We also use hyperbolic expressions in the modern world. For example, when the pain is severe, a person might say, “This pain is killing me.” Or, if a bus or train took too much tome to arrive, one might say, “it took forever.” No one will take such expression in a literal sense.


When the twelve spies of Israel Moses sent to Canaan return after their secret investigation of the land said,
“The land that we went through and reconnoitered is a land that consumes its inhabitants. And all the people we saw there are huge. There we saw the Nephilim in our own eyes we seemed like mere grasshoppers, and so we must have seemed to them” (Num 13:32-33).

The author of Chronicles gives an exaggerated presentation of the wealth of Solomon “The king made silver and gold as common in Jerusalem as stones, and cedars as numerous as the sycamores of the Shephelah” (2 Chr 1:15).

Nebuchadnezzar revealed his dream to Daniel saying, “These were the visions I saw while in bed: I saw a tree of great height at the center of the earth. It was large and strong, with its top touching the heavens, and it could be seen to the ends of the earth” (Dan 4:7-8).

Jesus said, “if your eye causes you to sin, tear it out and throw it away” (Mt 18:9). He did not want us to blind ourselves. Instead, he clarifies that we should take aggressive action to stop committing sins.

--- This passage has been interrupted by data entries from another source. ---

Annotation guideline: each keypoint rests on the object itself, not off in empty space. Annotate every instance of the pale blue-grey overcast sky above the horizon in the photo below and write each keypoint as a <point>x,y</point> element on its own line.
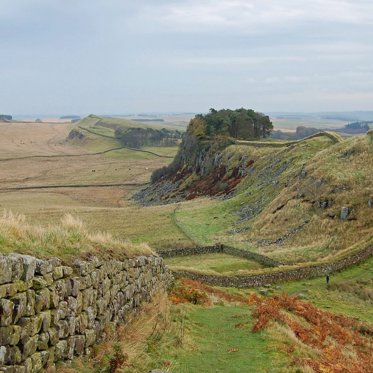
<point>117,56</point>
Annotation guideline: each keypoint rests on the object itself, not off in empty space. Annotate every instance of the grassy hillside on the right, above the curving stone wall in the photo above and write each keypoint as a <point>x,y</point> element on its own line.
<point>340,173</point>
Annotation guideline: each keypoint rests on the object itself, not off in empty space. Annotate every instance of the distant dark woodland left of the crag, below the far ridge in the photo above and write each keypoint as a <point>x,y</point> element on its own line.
<point>139,137</point>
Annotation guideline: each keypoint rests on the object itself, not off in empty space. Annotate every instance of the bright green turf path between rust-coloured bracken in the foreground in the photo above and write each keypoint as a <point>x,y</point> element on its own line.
<point>220,346</point>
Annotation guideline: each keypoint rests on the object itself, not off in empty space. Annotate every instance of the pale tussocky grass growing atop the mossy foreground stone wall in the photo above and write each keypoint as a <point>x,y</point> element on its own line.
<point>67,240</point>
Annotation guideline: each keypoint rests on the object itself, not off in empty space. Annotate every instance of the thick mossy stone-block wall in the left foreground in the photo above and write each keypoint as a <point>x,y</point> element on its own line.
<point>50,312</point>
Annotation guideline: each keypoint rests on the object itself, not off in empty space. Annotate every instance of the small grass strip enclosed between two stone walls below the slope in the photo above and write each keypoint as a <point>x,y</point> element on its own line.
<point>217,262</point>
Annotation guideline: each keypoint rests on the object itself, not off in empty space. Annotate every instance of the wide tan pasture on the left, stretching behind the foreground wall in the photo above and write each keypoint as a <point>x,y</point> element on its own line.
<point>44,176</point>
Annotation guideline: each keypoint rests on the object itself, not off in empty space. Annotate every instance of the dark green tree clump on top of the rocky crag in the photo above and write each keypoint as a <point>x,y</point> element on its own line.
<point>241,123</point>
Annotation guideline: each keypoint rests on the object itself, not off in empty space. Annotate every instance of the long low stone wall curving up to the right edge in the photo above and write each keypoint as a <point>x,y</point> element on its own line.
<point>278,275</point>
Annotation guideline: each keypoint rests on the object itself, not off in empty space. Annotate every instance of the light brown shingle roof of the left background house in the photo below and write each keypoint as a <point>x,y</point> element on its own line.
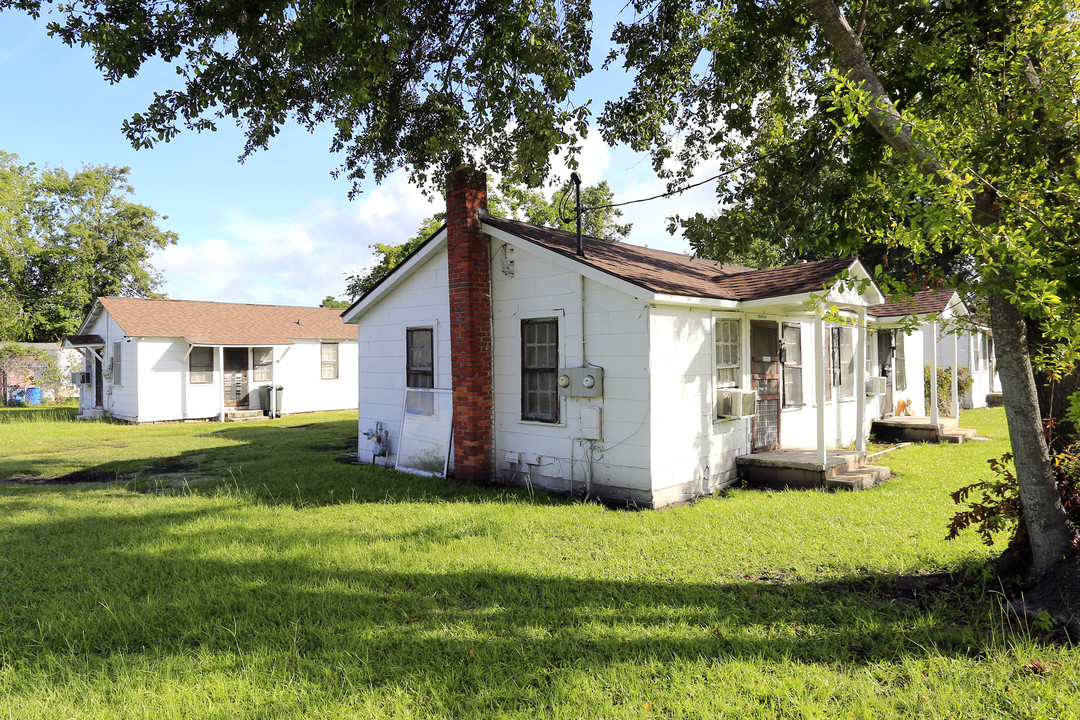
<point>225,323</point>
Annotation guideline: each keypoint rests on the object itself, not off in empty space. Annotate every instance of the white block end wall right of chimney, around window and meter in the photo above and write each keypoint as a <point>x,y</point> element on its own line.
<point>617,338</point>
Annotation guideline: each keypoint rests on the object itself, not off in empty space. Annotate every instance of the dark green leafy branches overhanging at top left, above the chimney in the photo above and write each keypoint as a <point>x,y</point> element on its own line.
<point>420,85</point>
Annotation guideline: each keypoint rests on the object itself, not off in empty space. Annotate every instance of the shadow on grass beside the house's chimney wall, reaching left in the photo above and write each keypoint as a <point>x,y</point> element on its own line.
<point>294,465</point>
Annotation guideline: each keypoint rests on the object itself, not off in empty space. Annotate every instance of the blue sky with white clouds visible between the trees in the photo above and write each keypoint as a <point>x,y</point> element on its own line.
<point>277,229</point>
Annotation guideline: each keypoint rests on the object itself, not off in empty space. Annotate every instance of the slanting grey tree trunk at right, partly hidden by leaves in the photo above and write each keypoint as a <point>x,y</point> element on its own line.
<point>1051,534</point>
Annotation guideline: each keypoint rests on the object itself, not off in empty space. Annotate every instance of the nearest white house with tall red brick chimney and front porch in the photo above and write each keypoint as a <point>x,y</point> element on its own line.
<point>631,374</point>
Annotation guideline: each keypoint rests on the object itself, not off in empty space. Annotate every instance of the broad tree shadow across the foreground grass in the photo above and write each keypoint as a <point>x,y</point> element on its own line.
<point>173,585</point>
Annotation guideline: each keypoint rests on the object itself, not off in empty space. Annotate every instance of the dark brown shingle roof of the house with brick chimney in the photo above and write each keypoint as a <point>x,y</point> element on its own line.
<point>672,274</point>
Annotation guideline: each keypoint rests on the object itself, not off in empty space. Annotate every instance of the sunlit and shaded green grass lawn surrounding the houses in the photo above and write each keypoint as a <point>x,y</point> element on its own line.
<point>241,572</point>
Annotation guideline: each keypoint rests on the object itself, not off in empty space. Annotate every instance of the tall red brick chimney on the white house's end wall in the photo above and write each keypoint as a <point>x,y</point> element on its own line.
<point>470,327</point>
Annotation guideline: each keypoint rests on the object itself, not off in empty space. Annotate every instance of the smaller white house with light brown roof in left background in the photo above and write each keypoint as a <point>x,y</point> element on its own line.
<point>153,361</point>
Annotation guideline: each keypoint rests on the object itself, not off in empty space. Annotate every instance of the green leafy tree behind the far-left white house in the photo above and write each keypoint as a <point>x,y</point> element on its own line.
<point>66,239</point>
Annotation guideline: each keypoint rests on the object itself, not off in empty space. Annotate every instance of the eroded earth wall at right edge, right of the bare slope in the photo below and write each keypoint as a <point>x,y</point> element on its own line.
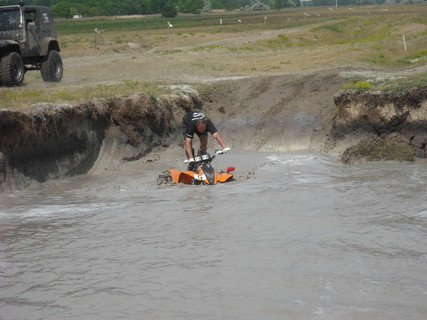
<point>395,116</point>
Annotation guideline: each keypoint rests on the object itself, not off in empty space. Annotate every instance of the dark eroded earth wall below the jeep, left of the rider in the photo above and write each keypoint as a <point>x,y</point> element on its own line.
<point>54,141</point>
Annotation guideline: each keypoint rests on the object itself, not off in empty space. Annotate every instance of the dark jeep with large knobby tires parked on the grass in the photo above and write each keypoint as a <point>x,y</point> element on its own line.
<point>28,42</point>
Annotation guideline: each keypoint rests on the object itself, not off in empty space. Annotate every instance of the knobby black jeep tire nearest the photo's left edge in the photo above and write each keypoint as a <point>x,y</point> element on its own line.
<point>12,69</point>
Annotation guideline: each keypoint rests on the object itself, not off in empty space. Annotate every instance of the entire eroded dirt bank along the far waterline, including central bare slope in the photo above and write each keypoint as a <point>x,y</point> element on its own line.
<point>266,113</point>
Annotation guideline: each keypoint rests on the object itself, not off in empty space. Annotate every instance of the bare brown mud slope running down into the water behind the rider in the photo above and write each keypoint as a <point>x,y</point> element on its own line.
<point>277,113</point>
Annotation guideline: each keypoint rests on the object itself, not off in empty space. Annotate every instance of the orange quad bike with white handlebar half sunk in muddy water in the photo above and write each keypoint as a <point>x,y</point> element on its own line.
<point>203,172</point>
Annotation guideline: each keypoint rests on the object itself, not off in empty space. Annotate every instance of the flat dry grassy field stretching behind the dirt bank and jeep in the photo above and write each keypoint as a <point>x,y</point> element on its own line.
<point>382,47</point>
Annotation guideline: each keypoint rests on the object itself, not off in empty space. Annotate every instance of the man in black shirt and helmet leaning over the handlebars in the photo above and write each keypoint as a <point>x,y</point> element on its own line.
<point>197,123</point>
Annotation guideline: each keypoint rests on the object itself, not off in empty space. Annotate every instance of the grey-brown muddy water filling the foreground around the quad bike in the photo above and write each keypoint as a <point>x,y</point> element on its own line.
<point>298,236</point>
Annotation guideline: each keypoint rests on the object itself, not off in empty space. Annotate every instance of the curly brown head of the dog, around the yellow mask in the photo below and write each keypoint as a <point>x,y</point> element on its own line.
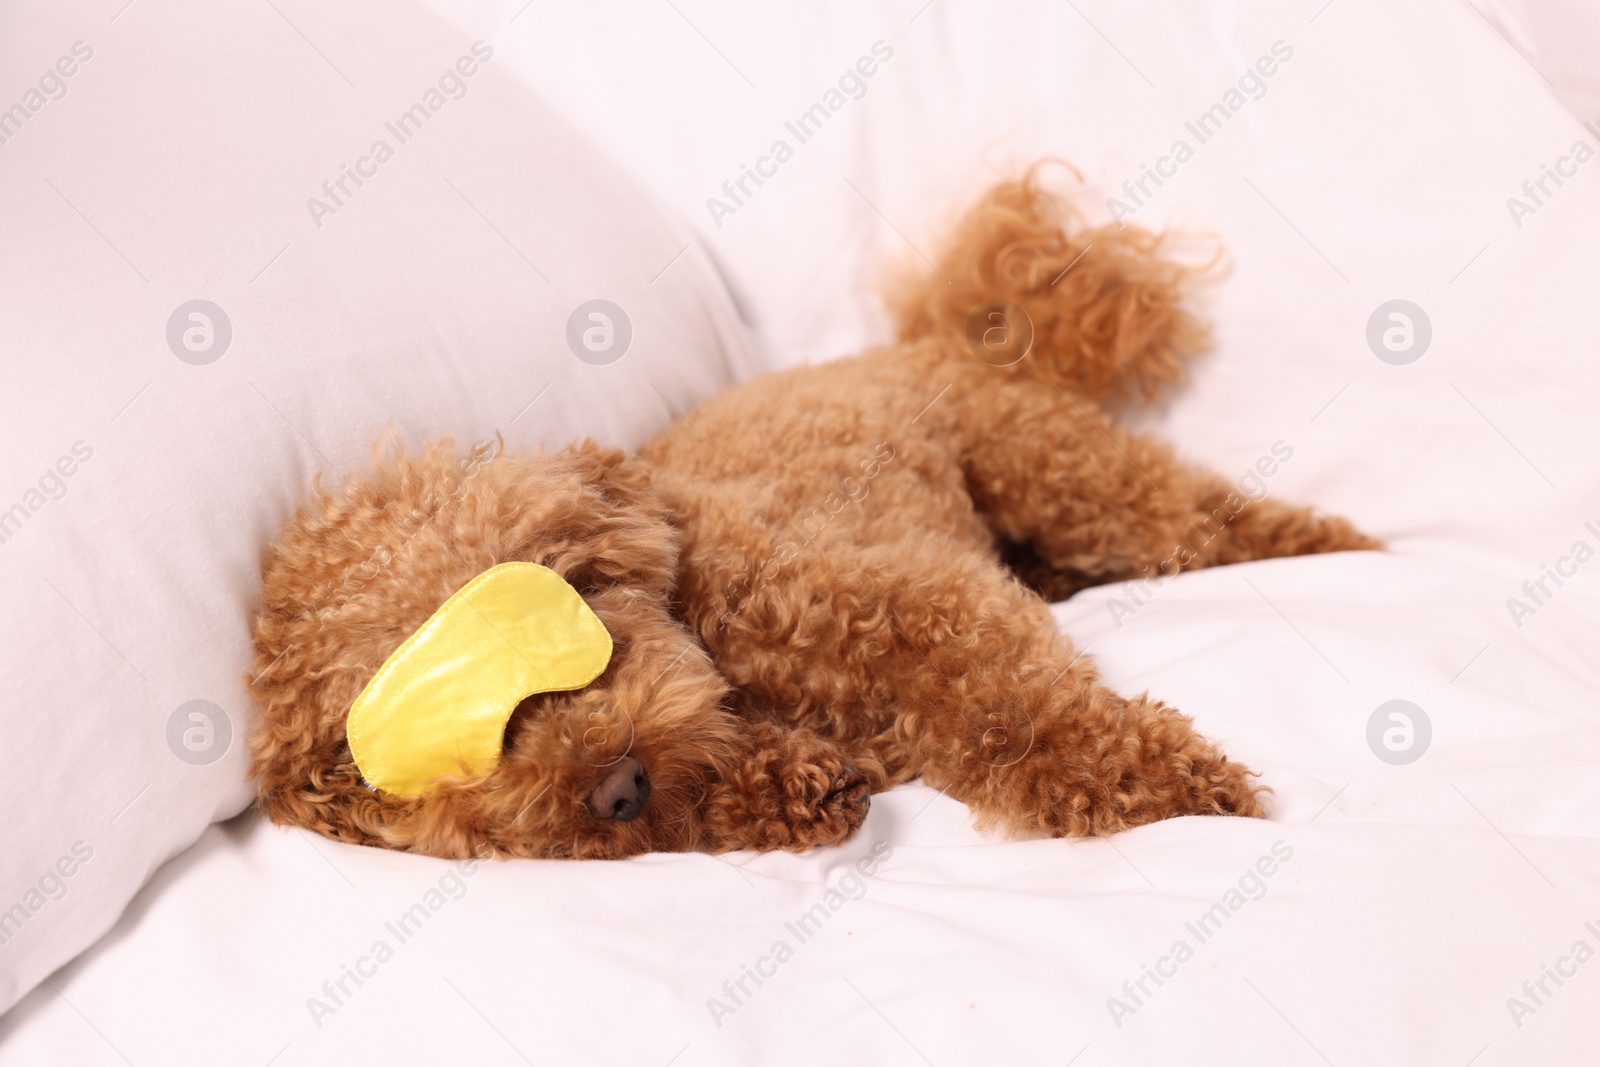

When Jesus sent out his 72 disciples to preach, he instructed them, “Carry no money bag, no sack, no sandals; and greet no one along the way” (Lk 10:4). Jesus was not prohibiting them from greeting the people on the way, but asking them to avoid spending time with prolonged greetings and conversations so they could focus on their mission.

“If anyone comes to me without hating his father and mother, wife and children, brothers and sisters, and even his own life, he cannot be my disciple” (Lk 14:26). Jesus did not mean to have our family members, but wants us to give priority to him over the family.

“It is easier for a camel to pass through the eye of a needle than for one who is rich to enter the kingdom of God” (Mt 19:24). If one is interested only in amassing wealth in this transitory life, ignoring God and the poor, he cannot inherit heaven. Jesus wanted his disciples to earn resources in heaven sharing the wealth of this world with those in need. The message is important than the literal meaning of the expression here.

After the triumphant entry of Jesus in the Temple with the Hosanna acclamation of the people, “the Pharisees said to one another, ‘You see that you are gaining nothing. Look, the whole world has gone after him’” (Jn 12:19). This was not true in a literal sense.

John concluded his gospel stating, “There are also many other things that Jesus did, but if these were to be described individually, I do not think the whole world would contain the books that would be written” (Jn 21:25). This is an exaggerated expression to emphasize the quantity of the virtuous deeds of Jesus during his public ministry.


The Sacred Scripture communicates divine message in the human language of the time when the human writers documented each book. It has also spiritual and symbolic meaning that we easily understand or with the help of Bible interpreters. Let us take an interest in understanding the divine message in the Bible that is centered on Jesus who is the way to the Father.